TLDR: Federated Markov Imputation (FMI) is a new privacy-preserving method for filling in missing time-series data in multi-centric ICU environments using federated learning. It allows ICUs to collaboratively build a global transition model without sharing raw patient data. Evaluated on a sepsis prediction task using the MIMIC-IV dataset, FMI outperforms local imputation methods, especially when ICUs collect data at varying temporal granularities, improving predictive performance while maintaining privacy.
In the evolving landscape of healthcare, the use of data from multiple hospitals, particularly Intensive Care Units (ICUs), holds immense potential for improving patient care and prediction models. However, a significant hurdle in this collaborative effort is the presence of missing data, especially in time-series records, and the varying ways different institutions collect this information. This challenge is further complicated by the need to protect patient privacy, making traditional data sharing difficult.

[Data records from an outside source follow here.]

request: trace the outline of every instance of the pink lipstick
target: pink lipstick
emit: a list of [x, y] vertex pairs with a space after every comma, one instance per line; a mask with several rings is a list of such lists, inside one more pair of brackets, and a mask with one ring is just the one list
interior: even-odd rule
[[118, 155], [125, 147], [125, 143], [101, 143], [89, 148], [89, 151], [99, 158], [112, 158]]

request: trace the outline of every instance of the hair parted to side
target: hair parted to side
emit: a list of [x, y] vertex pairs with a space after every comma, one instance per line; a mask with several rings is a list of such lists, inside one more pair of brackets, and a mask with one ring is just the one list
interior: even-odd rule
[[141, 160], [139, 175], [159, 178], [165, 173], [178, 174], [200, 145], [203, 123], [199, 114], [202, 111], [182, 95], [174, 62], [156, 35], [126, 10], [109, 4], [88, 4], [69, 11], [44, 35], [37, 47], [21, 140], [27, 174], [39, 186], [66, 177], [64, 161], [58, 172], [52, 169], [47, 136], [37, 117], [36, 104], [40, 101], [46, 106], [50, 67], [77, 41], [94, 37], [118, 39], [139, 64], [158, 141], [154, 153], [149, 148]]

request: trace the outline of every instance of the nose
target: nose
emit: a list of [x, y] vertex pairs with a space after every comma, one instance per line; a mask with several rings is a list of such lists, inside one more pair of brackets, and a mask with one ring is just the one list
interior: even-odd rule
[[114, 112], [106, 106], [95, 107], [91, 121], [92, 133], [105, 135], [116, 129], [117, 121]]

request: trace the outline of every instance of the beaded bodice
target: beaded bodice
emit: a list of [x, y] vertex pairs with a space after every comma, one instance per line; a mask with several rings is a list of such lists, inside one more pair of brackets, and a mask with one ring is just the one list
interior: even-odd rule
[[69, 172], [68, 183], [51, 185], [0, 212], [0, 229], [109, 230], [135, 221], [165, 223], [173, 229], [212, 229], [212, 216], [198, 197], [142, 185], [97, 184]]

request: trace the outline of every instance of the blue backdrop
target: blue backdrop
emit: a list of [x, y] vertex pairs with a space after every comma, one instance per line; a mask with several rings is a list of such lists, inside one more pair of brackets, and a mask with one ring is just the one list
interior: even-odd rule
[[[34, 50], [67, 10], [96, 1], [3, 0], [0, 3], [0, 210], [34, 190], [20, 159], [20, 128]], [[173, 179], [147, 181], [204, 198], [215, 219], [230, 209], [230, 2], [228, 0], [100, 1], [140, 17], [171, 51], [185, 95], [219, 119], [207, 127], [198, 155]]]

A new research paper introduces a novel solution called Federated Markov Imputation (FMI). This method allows ICUs to work together to fill in missing time-series data without directly sharing sensitive patient information. FMI is designed to address the problem of incomplete data in federated learning environments, where multiple institutions train a shared model without centralizing raw data.
The Challenge of Missing Data in ICUs
Clinical prediction tasks, such as predicting the onset of sepsis, heavily rely on continuous time-series data. However, this data is often incomplete due to irregular sampling intervals or clinical priorities. When multiple hospitals collaborate using federated learning, this missing data problem is amplified. Institutions often collect data at different temporal granularities – some hourly, others every two or three hours. This disparity makes it difficult to align data for a unified model, and existing local imputation techniques struggle when fine-grained temporal transitions are needed across varied collection schedules.

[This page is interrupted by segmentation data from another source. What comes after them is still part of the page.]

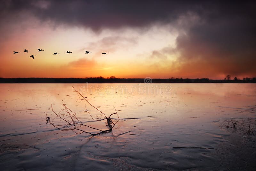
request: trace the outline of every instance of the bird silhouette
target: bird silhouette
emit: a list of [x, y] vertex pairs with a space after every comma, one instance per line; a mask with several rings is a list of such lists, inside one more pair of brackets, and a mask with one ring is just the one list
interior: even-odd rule
[[34, 57], [34, 56], [35, 56], [35, 55], [31, 55], [31, 56], [30, 56], [30, 57], [32, 57], [32, 58], [35, 59], [35, 58]]
[[37, 49], [37, 50], [38, 50], [38, 51], [37, 51], [37, 52], [41, 52], [41, 51], [44, 51], [44, 50], [43, 50], [40, 49]]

How Federated Markov Imputation Works
FMI offers a privacy-preserving approach to temporal imputation, consisting of three main steps:
Step 1: Local Transition Matrix. Each ICU first processes its own time-series data. It discretizes features into bins and then creates a “first-order Markov transition matrix.” This matrix essentially records the empirical probability of transitioning from one data state (bin) to another between adjacent time steps, using only the observed, non-missing data. This step is performed entirely locally, keeping individual ICU data private.
Step 2: Federated Transition Matrix. The next step involves securely aggregating these local transition counts. Using a technique called Secure Aggregation, all participating ICUs contribute their masked transition counts. These are then summed up to create a “global transition matrix” (Tfed). Crucially, this aggregation happens without any individual ICU’s specific statistics being exposed, maintaining patient data privacy.

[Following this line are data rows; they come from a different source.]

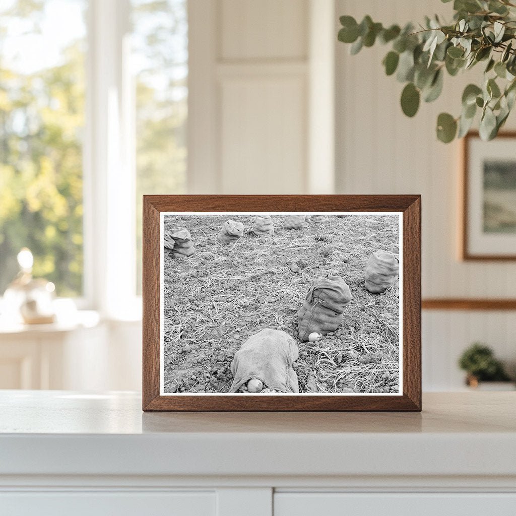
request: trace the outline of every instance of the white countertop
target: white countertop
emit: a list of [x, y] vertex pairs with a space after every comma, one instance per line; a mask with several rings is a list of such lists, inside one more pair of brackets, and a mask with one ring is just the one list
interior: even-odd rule
[[136, 394], [0, 391], [0, 475], [516, 480], [516, 392], [423, 403], [421, 414], [143, 413]]

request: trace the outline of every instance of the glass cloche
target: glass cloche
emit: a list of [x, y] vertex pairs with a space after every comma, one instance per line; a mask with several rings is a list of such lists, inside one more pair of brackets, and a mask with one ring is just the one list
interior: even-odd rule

Step 3: Federated Markov Imputation. Once the global transition matrix is established, each ICU can use it to impute its missing values. If a missing value has both a preceding and succeeding known data point, FMI selects the most likely bin that best fits the expected transitions on both sides, based on the global matrix. If only one neighbor is known, a single-directional transition is used. For consecutive missing values, the most probable path is inferred recursively. The final imputed value is the midpoint of the selected bin.
Evaluating FMI: Sepsis Onset Prediction
The researchers evaluated FMI using the MIMIC-IV dataset, focusing on a real-world sepsis onset prediction task. The study involved data from 28,610 patients across seven different ICUs. They considered two main scenarios: a “Regular” setting where all ICUs had hourly data, and an “Irregular” setting where some ICUs were assigned 2-hour or 3-hour intervals to simulate heterogeneous sampling granularities.
FMI was compared against two baselines: local mean imputation (filling missing values with the ICU’s feature-wise mean) and Local Markov Imputation (LMI), which uses only each ICU’s local transition matrix. LMI, however, was not feasible in the Irregular setting for ICUs with coarser intervals due to the lack of hourly resolution.
Key Findings
In the Regular setting, FMI showed moderate improvements in the mean AUC (Area Under the Curve, a measure of predictive performance) over both baselines. All three imputation methods resulted in models with an AUC greater than 0.8, generally considered the threshold for clinical applicability.
The true strength of FMI became apparent in the Irregular setting. While overall performance declined across all methods due to increased data scarcity and lower resolution, FMI significantly reduced the negative impact of irregular sampling. It particularly improved performance for ICUs with 3-hour intervals (MICU/SICU and NSICU), where local mean imputation degraded significantly and LMI was not even applicable. This highlights FMI’s ability to harmonize heterogeneous clinical data and impute missing values effectively without compromising privacy.
Also Read:
- Federated Learning Enhances Early Sepsis Prediction with Flexible Time Windows
- Advancing Critical Care Predictions with Self-Supervised Models
Conclusion and Future Directions
Federated Markov Imputation represents a significant step forward in privacy-preserving time-series data imputation for federated clinical settings. Its ability to improve predictive performance, especially when ICUs collect data at different temporal granularities, underscores its potential to facilitate more robust and collaborative healthcare AI models. The full research paper can be found here.
Future work aims to conduct more detailed analyses, extend comparisons with additional baselines, and validate FMI in real-world clinical case studies.